House debates

Monday, 20 August 2012

Bills

Illegal Logging Prohibition Bill 2011; Consideration in Detail

3:52 pm

Photo of Rowan RamseyRowan Ramsey (Grey, Liberal Party) Share this | Hansard source

Thank you for the opportunity to speak on the Illegal Logging Prohibition Bill. My father, who unfortunately passed on three years ago now, used to have a saying: less haste, more speed.

And I think this is the case with what we are trying to help the government with here: rush less, and let us for once get something right.

There are many people out there in the general public in Australia who say: 'Why don't the two sides of parliament work together?'. Well, we are trying to work with the government. In fact, we have an almost identical goal—we both wish to get rid of illegal logging. But what we are doing here is trying to save the government from itself. We are trying to save the government from rushing in and, given the record of this government, which I raised in the second reading debate, we are trying to save it from yet another costly and embarrassing stuff-up on Australia's behalf. We will be judged as being overbearing and overconfident, the colonial masters of the Pacific, and then eventually hauled back to the plate and back to a previous position—as we have just seen on asylum seekers—where we will have to admit that we were wrong.

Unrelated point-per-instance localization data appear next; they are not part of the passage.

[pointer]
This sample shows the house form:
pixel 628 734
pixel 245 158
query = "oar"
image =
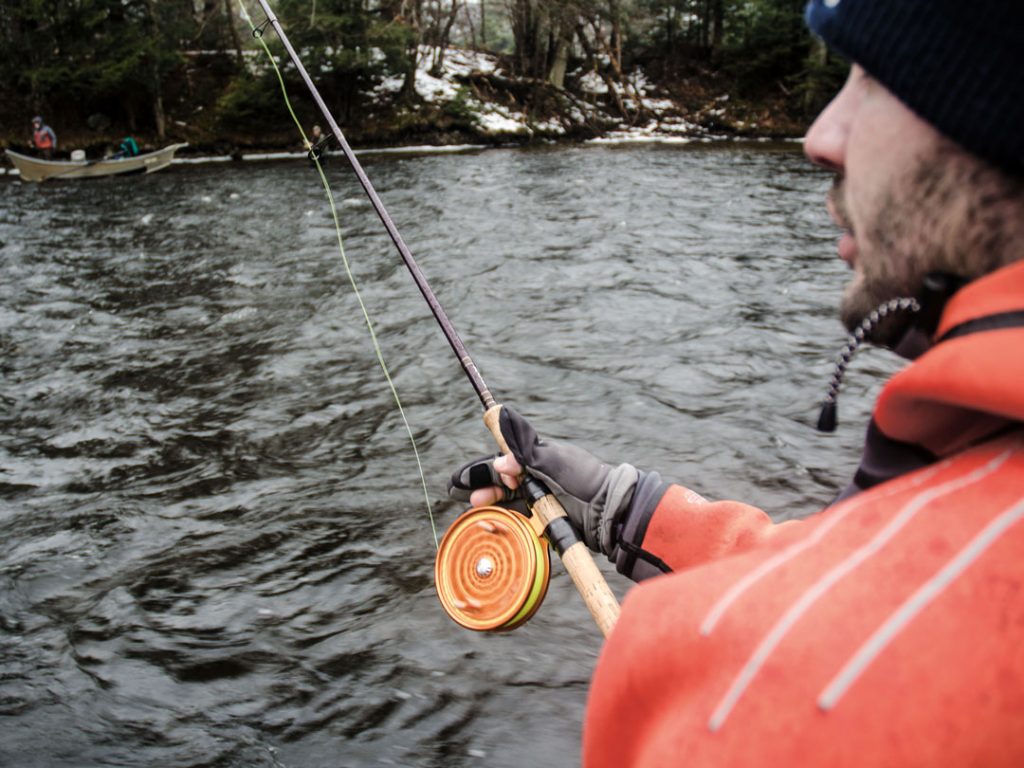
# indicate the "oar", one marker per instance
pixel 565 540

Of course we, on this side, want to see the end of illegal logging, because there are losers all round—the soil loses, the country loses and the people of the country lose. There are very few winners in illegal logging except, of course, those who steal the resource. But we need to get the regulation right. In fact, the intent of the bill is that it requires the accurate description of legally logged timber products for sale in Australia.

What we are trying to do with the amendments moved by the member for Calare is to ensure that the trading partners have time 'to implement systems that allow traceability and achieve compliance with the regulations and legislation and that, very importantly, Australian importers have the time to design and implement processes for traceability and demonstration of due diligence.' This is because the problem we have with the legislation as it stands is that the onus is on the importer and on the seller of the timber in Australia to prove that the timber was not illegally logged. It is very difficult if you happen to be sitting in your suburban store in Byrneside, or Melbourne or wherever, to look at an article and say: 'Well, I definitely know that the sides were made from legal timber and the back was made from legal timber, but I am not so sure about the inlay in the top.'

Those traders are going to have to rely on the compliance mechanisms of the country from where the timber is sourced. At this stage, they cannot rely on that regulation. Those countries are trying, as we speak, to develop that regulation. We know that these are countries that are not as developed as Australia and that, from time to time, cash might pass under the table to achieve such certification, but this is a chance for these countries who wish to continue this trade with Australia to do the compliance right. Of course, if it is done wrongly and we see major prosecutions in Australia, then we run the risk of the trade stopping altogether. And if the trade stops altogether, we will not see a decrease in forestry in these countries. As we know with any economically traded, agricultural produce, as the price falls, production rises, because people try to cover their losses by harvesting more, planting more and, in the case of illegal forestry, logging more trees, which will find their way to the market. Perhaps this is not in Australia but to somewhere else in the world. The net effect is, in fact, counterproductive.

We do not come into this chamber in a belligerent manner. We are not shouting at the government. We are saying: 'Just hold up a bit. Let's see if for once we can get something right.' Then we can go back to the people of Australia and say, 'Yes, we have had an intelligent conversation, and we have come to an intelligent compromise.' That is what the member for Calare is asking for. That is why I am supporting his amendments. And that is why the government ought to perhaps listen to us on this one.